Infinite scroll best practices with ES

Hi All.

I am new to this group and ES.

I checked some of the topics in this forum but I wasn't able to find my
answer that I needed.

I except to have more than 1 million documents in my ES cluster and show
them via ajax calls in my search results page in my app.

I am using many many filters(except aggregation until now), and my
application architecture is "Single Page App".

I want to make pagination with infinite scroll, so on scroll I will show
next batch of results.

What is the best practice to get filtered results on window scroll e.g if
my filtered results are 50000 and I want to show in batches with size of
250 with infinite scroll?

I am in dilemma to use pagination or scroll in ES. It can affect my
application performance and this is very important to me.

If you prefer scroll, how can I add scroll in body request instead in URL
during request?

I didn't see that in ES documentation.

Thanks for your help.

--
You received this message because you are subscribed to the Google Groups "elasticsearch" group.
To unsubscribe from this group and stop receiving emails from it, send an email to elasticsearch+unsubscribe@googlegroups.com.
To view this discussion on the web visit https://groups.google.com/d/msgid/elasticsearch/8b262891-0379-4de8-bbd8-6494b245102f%40googlegroups.com.
For more options, visit https://groups.google.com/d/optout.

In this discussion, I will rely on this page for
reference: http://www.elasticsearch.org/guide/en/elasticsearch/reference/current/search-request-scroll.html

At my level, I cannot really make a recommendation but I can share some
questions going through my head, which if you fill in the blanks, might
help you come to a reasonable decision ...

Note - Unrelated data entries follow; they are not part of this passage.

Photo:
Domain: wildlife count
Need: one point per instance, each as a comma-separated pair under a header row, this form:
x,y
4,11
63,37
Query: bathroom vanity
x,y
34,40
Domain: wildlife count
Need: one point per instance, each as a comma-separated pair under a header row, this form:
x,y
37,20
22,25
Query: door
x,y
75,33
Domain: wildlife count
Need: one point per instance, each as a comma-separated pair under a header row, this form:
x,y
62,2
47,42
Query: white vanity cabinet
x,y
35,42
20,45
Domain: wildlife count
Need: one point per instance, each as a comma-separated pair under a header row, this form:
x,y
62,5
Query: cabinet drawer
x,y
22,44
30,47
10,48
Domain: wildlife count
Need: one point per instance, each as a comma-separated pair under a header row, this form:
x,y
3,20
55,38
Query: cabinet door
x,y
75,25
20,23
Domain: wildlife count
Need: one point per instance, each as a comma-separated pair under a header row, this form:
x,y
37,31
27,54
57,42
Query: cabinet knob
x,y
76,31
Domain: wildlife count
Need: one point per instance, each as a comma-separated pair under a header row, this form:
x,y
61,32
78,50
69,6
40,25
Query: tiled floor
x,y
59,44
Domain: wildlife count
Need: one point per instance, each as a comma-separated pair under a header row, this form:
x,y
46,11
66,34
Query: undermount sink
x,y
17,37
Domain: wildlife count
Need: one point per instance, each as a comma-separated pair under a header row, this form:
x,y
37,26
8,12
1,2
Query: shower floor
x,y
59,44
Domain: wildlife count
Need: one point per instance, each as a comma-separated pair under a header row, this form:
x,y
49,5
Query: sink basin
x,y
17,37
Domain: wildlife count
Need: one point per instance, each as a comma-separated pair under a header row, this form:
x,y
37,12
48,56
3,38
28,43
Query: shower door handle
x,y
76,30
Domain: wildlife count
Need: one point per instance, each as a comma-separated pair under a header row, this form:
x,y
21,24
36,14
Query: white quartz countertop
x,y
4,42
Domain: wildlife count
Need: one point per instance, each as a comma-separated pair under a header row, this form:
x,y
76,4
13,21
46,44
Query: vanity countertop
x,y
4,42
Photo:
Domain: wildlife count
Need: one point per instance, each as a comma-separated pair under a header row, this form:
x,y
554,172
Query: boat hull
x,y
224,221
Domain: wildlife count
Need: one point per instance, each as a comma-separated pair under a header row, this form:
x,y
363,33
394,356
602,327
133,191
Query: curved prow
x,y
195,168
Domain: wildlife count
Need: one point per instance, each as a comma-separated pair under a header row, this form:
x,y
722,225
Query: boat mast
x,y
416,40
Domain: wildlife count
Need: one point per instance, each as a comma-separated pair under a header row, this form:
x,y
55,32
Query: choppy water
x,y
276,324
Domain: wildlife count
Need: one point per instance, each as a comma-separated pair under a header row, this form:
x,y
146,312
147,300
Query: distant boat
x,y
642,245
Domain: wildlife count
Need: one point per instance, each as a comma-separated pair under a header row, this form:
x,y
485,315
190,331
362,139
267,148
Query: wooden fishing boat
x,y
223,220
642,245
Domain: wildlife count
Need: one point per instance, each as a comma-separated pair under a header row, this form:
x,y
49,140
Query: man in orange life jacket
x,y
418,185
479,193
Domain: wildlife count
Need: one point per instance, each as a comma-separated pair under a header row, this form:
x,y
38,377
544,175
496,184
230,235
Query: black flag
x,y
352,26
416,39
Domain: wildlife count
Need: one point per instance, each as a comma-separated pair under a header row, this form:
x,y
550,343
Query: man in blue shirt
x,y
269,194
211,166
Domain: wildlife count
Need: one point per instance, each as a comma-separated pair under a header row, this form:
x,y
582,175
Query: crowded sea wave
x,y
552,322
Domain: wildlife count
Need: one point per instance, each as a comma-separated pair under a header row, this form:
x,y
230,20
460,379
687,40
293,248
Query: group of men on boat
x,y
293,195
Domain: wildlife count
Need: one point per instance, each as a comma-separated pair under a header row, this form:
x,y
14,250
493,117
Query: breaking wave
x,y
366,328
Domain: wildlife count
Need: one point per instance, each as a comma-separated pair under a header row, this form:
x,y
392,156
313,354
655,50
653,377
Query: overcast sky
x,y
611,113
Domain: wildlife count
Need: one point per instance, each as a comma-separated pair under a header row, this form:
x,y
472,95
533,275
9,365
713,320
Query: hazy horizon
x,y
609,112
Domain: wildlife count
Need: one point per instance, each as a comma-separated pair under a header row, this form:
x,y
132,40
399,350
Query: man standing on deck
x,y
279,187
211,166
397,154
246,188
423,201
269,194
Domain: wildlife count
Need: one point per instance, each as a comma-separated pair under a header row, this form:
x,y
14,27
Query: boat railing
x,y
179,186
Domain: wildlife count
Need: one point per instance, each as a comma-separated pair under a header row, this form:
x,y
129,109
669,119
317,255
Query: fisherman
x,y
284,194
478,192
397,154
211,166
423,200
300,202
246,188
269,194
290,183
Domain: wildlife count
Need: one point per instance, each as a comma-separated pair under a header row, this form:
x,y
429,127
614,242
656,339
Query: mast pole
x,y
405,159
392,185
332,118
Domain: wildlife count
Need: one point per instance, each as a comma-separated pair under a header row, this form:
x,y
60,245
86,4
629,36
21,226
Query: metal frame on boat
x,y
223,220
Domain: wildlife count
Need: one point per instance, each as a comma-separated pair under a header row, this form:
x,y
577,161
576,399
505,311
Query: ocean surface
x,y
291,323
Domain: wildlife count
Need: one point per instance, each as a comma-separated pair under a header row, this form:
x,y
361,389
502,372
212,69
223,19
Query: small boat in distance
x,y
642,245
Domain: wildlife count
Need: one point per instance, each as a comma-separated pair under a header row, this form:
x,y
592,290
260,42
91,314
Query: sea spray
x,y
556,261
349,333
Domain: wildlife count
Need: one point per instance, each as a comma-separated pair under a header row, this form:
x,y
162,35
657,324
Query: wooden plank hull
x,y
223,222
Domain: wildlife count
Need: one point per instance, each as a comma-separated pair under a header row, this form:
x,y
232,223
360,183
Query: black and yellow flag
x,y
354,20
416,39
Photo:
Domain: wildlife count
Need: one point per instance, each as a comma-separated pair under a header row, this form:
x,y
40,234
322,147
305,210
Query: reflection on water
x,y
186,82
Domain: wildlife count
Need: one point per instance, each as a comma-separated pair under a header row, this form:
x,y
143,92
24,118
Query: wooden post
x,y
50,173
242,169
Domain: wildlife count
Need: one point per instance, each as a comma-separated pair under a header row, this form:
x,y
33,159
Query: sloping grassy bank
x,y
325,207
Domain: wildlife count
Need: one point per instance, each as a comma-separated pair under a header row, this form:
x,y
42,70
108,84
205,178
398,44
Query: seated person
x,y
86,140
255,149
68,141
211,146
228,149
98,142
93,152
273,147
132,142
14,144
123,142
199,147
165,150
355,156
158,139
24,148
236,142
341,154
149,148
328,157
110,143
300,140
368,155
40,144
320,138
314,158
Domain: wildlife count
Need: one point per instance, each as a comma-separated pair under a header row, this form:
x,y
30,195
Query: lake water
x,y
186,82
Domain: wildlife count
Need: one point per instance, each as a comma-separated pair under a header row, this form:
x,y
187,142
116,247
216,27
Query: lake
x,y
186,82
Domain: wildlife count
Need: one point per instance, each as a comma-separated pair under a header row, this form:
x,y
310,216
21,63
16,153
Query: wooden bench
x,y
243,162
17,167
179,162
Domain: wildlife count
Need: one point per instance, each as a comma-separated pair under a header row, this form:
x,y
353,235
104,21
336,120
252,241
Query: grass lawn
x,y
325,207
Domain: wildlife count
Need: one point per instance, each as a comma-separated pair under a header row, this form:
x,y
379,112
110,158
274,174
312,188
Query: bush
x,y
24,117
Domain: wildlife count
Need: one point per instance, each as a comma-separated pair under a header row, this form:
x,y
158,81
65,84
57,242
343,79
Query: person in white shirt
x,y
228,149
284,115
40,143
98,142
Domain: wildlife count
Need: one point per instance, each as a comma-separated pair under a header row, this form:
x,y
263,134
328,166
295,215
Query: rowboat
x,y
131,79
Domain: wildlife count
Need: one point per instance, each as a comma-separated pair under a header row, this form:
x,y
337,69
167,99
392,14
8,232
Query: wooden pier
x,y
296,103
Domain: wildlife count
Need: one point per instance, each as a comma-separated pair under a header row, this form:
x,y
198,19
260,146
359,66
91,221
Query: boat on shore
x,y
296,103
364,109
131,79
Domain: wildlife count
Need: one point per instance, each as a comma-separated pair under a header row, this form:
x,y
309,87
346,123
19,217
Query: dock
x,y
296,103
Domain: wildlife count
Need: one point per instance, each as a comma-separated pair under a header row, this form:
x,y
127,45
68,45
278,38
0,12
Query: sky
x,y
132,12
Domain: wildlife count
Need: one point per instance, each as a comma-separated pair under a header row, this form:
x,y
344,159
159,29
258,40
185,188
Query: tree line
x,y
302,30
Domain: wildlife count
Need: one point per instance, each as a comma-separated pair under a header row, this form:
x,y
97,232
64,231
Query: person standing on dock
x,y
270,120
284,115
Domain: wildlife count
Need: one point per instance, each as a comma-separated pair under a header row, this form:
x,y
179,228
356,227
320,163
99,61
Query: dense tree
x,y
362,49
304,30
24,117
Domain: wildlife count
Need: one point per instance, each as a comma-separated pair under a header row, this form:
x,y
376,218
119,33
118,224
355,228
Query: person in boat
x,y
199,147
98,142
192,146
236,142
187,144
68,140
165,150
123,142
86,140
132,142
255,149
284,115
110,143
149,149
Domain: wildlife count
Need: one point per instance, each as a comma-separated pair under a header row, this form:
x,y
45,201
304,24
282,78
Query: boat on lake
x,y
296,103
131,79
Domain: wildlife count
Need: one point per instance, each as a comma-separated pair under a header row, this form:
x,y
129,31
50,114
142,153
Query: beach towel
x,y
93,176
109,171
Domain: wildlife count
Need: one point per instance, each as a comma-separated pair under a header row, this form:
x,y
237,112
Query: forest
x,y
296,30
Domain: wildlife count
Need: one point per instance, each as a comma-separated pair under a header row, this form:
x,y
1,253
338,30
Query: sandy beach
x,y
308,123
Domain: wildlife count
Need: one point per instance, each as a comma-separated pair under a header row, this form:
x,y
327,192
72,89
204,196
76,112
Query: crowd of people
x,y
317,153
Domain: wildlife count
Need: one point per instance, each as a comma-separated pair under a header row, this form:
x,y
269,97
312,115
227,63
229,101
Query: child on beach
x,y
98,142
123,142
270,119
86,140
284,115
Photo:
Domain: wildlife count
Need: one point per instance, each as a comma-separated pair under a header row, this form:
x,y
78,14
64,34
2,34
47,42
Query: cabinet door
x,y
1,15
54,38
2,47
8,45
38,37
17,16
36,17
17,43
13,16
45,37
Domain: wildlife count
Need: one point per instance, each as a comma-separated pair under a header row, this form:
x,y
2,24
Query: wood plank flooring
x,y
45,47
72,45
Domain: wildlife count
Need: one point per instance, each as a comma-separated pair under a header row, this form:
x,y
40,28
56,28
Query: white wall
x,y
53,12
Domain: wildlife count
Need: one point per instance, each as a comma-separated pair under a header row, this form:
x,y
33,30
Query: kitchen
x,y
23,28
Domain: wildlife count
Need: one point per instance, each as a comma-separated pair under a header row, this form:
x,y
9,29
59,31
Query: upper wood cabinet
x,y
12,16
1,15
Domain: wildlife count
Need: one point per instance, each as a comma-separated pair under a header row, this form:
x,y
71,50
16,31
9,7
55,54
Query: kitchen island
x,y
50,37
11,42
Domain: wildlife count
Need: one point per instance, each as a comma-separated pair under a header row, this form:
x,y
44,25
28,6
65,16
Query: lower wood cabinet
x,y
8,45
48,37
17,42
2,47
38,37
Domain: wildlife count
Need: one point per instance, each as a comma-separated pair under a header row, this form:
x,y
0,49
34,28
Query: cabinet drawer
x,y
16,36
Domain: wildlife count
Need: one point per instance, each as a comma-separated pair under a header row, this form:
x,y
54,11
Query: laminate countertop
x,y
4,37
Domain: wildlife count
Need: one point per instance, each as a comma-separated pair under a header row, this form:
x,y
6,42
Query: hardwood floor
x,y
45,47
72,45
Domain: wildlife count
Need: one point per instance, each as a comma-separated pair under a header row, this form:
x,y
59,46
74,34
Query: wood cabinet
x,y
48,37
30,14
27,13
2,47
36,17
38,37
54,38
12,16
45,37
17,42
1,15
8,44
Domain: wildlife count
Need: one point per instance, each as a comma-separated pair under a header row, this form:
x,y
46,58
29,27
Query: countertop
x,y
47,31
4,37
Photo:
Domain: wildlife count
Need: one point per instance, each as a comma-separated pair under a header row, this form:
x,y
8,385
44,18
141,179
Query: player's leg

  1. Flat out notice by the docs: "Scrolling is not intended for real time
    user requests, but rather for processing large amounts of data" ... but for
    a user scrolling an infinite window with 250 results per pseudo-page ...
    can we really consider that real time? If not then I guess its reasonable
    to look at scoll for infinite paging.
  2. If you have 100 users accessing your application then that means you
    are serving the infinite-scroll screen via 100 scroll-queries ... what is a
    reasonable timeout period for your scroll queries?
    1. Should they stay alive for 10m each ... is that how long a user
      session is for you on average?
    2. Quoting the docs before my next thought: "The scroll parameter
      (passed to the search request and to every scroll request) tells
      Elasticsearch how long it should keep the search context alive. Its value
      does not need to be long enough to process all data — it just needs to be
      long enough to process the previous batch of results. Each scroll request
      (with the scroll parameter) sets a new expiry time."
    3. What happens when a scroll query timeout expires? I think your app
      will need to be smart enough to issue a new search_then_scroll chain but:
      1. the results will shift a bit if new data has been indexed
      2. your app will probably need to keep track of the fact that user
        was on pseudo-page 5 of their infinite scroll (looking at results #
        1000-1250) and then get the new page #6 by searching-1st and then scrolling
        pages # 2,3,4,5 until it gets to page #6 ... so the app needs to be very
        smart ... depending on your comfort level with writing code, you may or may
        not consider this to be a big deal
      3. also there is no way to scroll backwards, which means any pages
        you've retrieved, you'll need to cache them all on client side, does your
        app have sufficient memory?
      4. will you choose to replace the cache when something like (3.2)
        happens? I would btu again the shifting results may or may not feel odd to
        the user.
    4. Will you be happy with a scroll query only performance or will you
      want something more like the SCAN search_type also? In which case there is
      no sorting at all so when a timeout happens, the rows of data will seem to
      have moved around a LOT to a user with good memory who was scrolling the
      page. So it would be best to just make users start from the beginning in
      such a scenario
    5. I also imagine you will shorten the timeout based on how many
      users are hammering your application so when you try and strike a balance
      between the average user engagement time and the scroll query timeout,
      you'll have a lowerbound determined (somewhat) by the fact that on average
      users stick around on your page and scroll around for no more than 25
      seconds on average. I'm making these metrics up but you get the idea. So
      you wouldn't want to set a timeout smaller than 25 seconds then.
  3. The good news is if you do all this, then people will love you for
    sharing your infinite client code :slight_smile:
  4. Some practical advice: I have an angular+ionic app for selling
    clothes,shoes etc. where I have NOT setup infinite scroll (default is like
    1000 products), and I explain my decision to my team like so: I want my
    users to search and not scroll. This is just an opinion so if you took
    the time to write a smart client, and if it was open-source, I would
    totally consider using it :slight_smile:

Cheers!

  • Pulkit

--
You received this message because you are subscribed to the Google Groups "elasticsearch" group.
To unsubscribe from this group and stop receiving emails from it, send an email to elasticsearch+unsubscribe@googlegroups.com.
To view this discussion on the web visit https://groups.google.com/d/msgid/elasticsearch/f0d29b57-dfe9-44e2-98b0-ce5b97a9e96f%40googlegroups.com.
For more options, visit https://groups.google.com/d/optout.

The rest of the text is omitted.